Deutsche Bank's new co-CEO Anshu Jain said he will lead the industry in changing compensation structure after promising to slash annual costs by 4.5 billion euros by 2015, a move he said was born out of a grim outlook for retail and investment banking.

"We do not feel comfortable telling you a revenue story. It will be a cost story," he told investors earlier this month.

Yet many are dubious. After all, Deutsche's costs have been bloated by its investment bank, the business that Jain previously ran.

"Deutsche Bank is being more aggressive and it needs to be. But in achieving that target they are much more likely to suffer an impact on their revenue than their peers," Espirito Santo's Lim said.

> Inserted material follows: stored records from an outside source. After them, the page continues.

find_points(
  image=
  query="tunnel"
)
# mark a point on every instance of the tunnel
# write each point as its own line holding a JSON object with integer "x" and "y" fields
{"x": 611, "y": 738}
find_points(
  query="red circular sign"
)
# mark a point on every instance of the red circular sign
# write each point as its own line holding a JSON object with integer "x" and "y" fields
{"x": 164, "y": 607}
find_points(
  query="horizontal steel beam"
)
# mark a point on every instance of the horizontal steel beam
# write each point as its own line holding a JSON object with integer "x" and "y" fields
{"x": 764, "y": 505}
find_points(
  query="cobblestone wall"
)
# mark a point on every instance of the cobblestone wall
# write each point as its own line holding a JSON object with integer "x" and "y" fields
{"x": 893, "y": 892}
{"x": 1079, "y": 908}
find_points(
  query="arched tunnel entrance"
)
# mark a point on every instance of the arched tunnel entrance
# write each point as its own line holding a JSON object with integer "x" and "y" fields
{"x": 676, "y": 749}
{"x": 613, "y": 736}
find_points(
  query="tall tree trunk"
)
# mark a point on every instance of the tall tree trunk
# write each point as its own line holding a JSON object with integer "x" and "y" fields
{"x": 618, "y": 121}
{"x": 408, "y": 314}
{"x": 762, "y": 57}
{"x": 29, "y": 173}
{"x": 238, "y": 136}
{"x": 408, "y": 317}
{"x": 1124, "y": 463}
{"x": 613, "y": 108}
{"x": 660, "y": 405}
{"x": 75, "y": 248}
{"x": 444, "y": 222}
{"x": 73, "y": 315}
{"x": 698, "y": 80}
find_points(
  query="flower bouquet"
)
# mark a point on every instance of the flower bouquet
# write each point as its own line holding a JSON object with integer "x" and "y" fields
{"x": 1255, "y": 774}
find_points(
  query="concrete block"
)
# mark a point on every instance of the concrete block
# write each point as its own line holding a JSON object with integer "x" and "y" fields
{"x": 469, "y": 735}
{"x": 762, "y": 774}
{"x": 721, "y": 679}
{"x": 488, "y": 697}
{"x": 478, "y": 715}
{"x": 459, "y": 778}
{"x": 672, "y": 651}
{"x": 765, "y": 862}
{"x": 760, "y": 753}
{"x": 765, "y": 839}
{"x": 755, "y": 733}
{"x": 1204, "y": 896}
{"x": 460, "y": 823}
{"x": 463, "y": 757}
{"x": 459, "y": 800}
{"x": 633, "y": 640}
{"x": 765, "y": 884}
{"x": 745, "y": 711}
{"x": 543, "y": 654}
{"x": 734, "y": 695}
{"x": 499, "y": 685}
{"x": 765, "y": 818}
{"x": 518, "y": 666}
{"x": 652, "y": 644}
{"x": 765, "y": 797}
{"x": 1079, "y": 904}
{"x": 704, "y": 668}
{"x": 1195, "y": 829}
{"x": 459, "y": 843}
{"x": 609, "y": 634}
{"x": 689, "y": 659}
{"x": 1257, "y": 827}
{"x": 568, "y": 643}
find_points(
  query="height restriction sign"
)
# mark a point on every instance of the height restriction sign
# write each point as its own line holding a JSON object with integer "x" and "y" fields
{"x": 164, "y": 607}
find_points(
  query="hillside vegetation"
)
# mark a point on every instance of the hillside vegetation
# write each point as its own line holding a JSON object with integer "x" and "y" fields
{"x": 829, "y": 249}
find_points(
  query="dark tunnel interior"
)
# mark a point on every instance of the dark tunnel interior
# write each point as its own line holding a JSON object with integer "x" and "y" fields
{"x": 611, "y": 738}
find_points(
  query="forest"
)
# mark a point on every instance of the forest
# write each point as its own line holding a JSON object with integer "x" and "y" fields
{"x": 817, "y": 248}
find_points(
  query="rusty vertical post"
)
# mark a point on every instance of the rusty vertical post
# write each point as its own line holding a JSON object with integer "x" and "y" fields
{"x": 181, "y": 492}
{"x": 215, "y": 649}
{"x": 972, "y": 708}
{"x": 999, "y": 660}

Deutsche's costs represented 83 percent of income in the second quarter and Jain wants to bring that below 65 percent and into the 55-65 percent range that is seen as a relatively efficient operating level for investment banks.

Analysts said other banks implementing cutbacks risk failing to execute change while losing revenue at the same time.

Banks have held down costs in the past year, but costs in the first half of 2011 were 45 percent higher than six years earlier, according to analysis of 11 European banks by Reuters last year.

Not all the cost pressure originated in bonus payments.

Banks are now taking a hard line on non-compensation costs too, targeting wasteful spending on IT systems, streamlining procurement, moving staff out of pricey locations and getting strict on travel, newspapers and even biscuits.

But in the volatile and rankings-obsessed world of investment banking, the main worry is that cutting back too hard could see top staff walk and income slump, leaving banks wary.

"If they go too far ahead of the competition they might lose market share and lose their job before they are proved right," Maughan said.

That could see a more steady, persistent approach.

"It looks like death by a thousand cuts. Announcing a massive strategic review would send out the message that an institution is deep trouble," said John Purcell, managing director of London headhunters Purcell & Co.